Son bilimsel çalışmalara göre, yaşanan son yangınlar serisinde hektar başına karbon salımı 1270 ton ile 3430 ton karbondioksit miktarı arasında değişti. Bu verilere göre, Türkiye'deki sadece bir aylık yangınlar sonucunda yaklaşık 114 milyon 300 bin ton ila 308 milyon 700 bin ton arasında karbondioksit atmosfere karıştı. Bu miktar, 2023 yılında Türkiye'nin toplam sera gazı emisyonu olan 552 milyon ton karbondioksitin neredeyse yarı düzeyinde gerçekleşti. Başka bir ifadeyle, Türkiye'nin yıllık emisyon yükünün yüzde 20 ila yüzde 56 kadar sera gazı, sadece son bir ayda orman yangınları yoluyla atmosfere salındı.
YANGIN SAYISI KATLANDIUzmanlara göre, bu devasa salım yükü, Türkiye’nin Paris Anlaşması kapsamında belirlediği karbon azaltım hedeflerini zora sokarken, bir diğer ayrıntı ise yangın sayılarına ilişkin oldu. Tarım ve Orman Bakanlığı verilerine göre Türkiye 23.4 milyon hektar orman varlığına sahip. 2024'te bu alanın yüzde 0.11’i yanarken, 2025’in yalnızca ilk 7 ayında, 4 bin 477 yangın kayıtlara geçti. Üstelik bu rakamlara Bursa ve Karabük'teki felaketler dahil değil.
ESENYUT'UN 21 KATIEski Çevre ve Şehircilik Bakanlığı Müsteşarı Prof. Dr. Mustafa Öztürk, ormanların hektar başına yılda yaklaşık 500 ton karbon depolama kapasitesine sahip olduğuna dikkat çekerken, şunları söyledi: "Türkiye’de yanmış olan 90 bin hektarlık ormanlık alan hesaba katıldığında, bu ormanların yılda 45 milyon ton karbon tutabilecek bir kapasiteyi temsil ettiği ortaya çıkıyor. Yanan ormanlık alanın büyüklüğü, Türkiye'nin en kalabalık ilçesi olan İstanbul Esenyurt’un 21 katına denk geliyor. Verilere göre, bu ölçekteki bir kayıp, yalnızca ekosistem için değil, aynı zamanda yangınla mücadele kapasitesine dair önemli soru işaretleri doğuruyor."
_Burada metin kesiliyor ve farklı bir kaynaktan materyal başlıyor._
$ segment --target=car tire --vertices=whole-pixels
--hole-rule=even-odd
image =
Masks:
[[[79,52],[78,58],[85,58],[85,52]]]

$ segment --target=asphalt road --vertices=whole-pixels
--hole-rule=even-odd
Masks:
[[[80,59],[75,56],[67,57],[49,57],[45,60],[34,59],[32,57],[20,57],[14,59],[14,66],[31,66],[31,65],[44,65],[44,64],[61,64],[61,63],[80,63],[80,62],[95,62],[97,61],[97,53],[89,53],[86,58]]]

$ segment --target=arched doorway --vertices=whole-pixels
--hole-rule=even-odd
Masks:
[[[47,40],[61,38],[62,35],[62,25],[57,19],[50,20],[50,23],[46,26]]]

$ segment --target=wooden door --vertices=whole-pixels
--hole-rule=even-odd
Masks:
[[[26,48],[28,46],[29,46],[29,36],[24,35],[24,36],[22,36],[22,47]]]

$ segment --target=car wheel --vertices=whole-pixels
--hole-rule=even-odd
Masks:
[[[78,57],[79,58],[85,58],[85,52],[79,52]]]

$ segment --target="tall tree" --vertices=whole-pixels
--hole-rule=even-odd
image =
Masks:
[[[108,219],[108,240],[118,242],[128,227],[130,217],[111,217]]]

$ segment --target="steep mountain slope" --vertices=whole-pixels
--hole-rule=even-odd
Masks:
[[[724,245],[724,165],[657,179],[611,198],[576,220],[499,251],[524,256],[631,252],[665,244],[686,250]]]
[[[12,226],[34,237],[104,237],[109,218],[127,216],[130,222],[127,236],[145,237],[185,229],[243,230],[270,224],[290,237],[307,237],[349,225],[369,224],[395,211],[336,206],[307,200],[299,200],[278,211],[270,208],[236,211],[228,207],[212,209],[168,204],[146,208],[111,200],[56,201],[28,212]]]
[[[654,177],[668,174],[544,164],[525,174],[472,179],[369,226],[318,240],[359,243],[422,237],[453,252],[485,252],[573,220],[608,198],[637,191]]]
İstanbul Üniversitesi-Cerrahpaşa Orman Fakültesi’nden Prof. Dr. Doğanay Tolunay ise iklim değişikliğine bağlı olarak Karadeniz ormanlarının da yangın riski altında olduğunu ifade ederek, "İklim değişikliği ile Artvin, Rize, Erzurum’a bakan iç kesimler, Orta Karadeniz’de Kastamonu, Karabük, Bolu gibi illerdeki ormanlar da kurak hale geldi. Bu durum orman yangını riskini yüzde 30 artırıyor. Nitekim Karabük’te bu yaz çıkan büyük yangın, Karadeniz’in ilk büyük uyarısı oldu" diye konuştu.
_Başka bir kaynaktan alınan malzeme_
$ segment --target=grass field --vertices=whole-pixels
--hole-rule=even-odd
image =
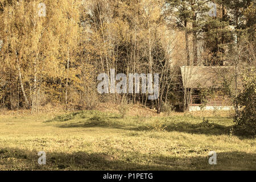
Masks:
[[[230,135],[233,124],[188,114],[2,115],[0,170],[256,170],[255,140]],[[39,151],[46,165],[38,163]]]

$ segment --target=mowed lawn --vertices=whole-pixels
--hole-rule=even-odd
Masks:
[[[2,115],[0,170],[256,170],[255,140],[230,134],[233,124],[189,114]],[[40,151],[46,165],[38,163]]]

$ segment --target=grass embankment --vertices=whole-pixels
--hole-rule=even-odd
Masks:
[[[233,124],[228,117],[191,114],[2,115],[0,169],[255,170],[255,140],[230,135]],[[46,165],[38,163],[39,151]],[[210,151],[217,165],[208,164]]]

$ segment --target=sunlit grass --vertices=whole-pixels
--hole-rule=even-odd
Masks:
[[[191,114],[2,115],[0,169],[256,169],[255,139],[230,135],[232,125],[228,117]],[[46,165],[38,164],[39,151]],[[210,151],[217,165],[208,164]]]

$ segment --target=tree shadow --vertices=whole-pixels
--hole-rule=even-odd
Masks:
[[[38,151],[18,148],[0,148],[1,170],[255,170],[256,154],[233,151],[217,153],[217,164],[208,163],[209,150],[189,150],[184,156],[145,154],[119,151],[71,154],[48,152],[46,164],[39,165]],[[125,155],[122,154],[125,154]],[[195,155],[195,156],[194,156]]]
[[[84,123],[77,122],[65,123],[58,125],[59,127],[105,127],[126,130],[142,131],[166,131],[168,132],[178,131],[190,134],[205,135],[223,135],[229,134],[231,126],[226,126],[214,123],[191,123],[187,122],[166,122],[158,125],[150,123],[144,125],[143,123],[138,126],[126,125],[117,122],[111,122],[108,120],[95,121],[87,119]]]

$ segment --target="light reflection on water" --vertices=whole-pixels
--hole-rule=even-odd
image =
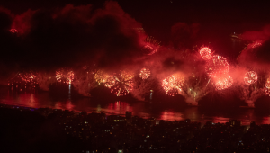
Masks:
[[[269,114],[255,113],[254,109],[240,109],[237,112],[211,112],[202,111],[199,107],[177,108],[163,104],[155,104],[143,102],[108,102],[99,103],[90,98],[58,99],[50,95],[49,93],[13,93],[11,91],[0,91],[0,102],[2,104],[21,105],[26,107],[40,108],[49,107],[53,109],[73,110],[75,112],[85,111],[87,112],[104,112],[107,114],[125,114],[127,111],[133,115],[143,118],[155,117],[158,120],[182,121],[191,119],[192,122],[213,122],[225,123],[231,119],[242,122],[248,125],[250,122],[258,124],[270,124]]]

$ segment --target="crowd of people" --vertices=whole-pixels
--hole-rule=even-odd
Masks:
[[[9,152],[269,152],[270,125],[158,121],[0,104]]]

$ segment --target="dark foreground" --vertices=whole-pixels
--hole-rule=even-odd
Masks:
[[[1,152],[269,152],[270,125],[167,122],[0,104]]]

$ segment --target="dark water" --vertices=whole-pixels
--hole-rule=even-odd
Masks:
[[[0,103],[11,105],[40,108],[49,107],[55,109],[85,111],[87,112],[104,112],[106,114],[125,114],[126,111],[133,115],[143,118],[155,117],[158,120],[181,121],[191,119],[192,122],[228,122],[231,119],[242,122],[248,125],[250,122],[258,124],[270,124],[270,111],[261,112],[254,108],[238,108],[235,110],[205,110],[200,107],[181,107],[177,104],[170,104],[166,102],[160,104],[146,102],[96,102],[91,98],[72,99],[58,98],[50,95],[49,92],[25,93],[0,88]]]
Türkiye'de orman yangınlarıyla mücadelede önleyici politikaların yetersiz olduğu, yangın sonrası orman alanlarının imar, turizm ya da madencilik faaliyetlerine açılma ihtimalinin ekolojik restorasyonu daha da zorlaştırdığının altı çizen Su Politikaları Derneği Başkanı Dursun Yıldız, ise, şunları söyledi: "Türkiye, iklim krizinin hem sebebi hem de mağduru konumunda. Orman yangınları artık sadece çevre meselesi değil; ekonomi, sağlık ve tarım politikaları açısından da doğrudan ulusal güvenlik sorunu. Küresel ısınmayla birlikte bu yangınların hem sayısı hem de şiddeti giderek artıyor."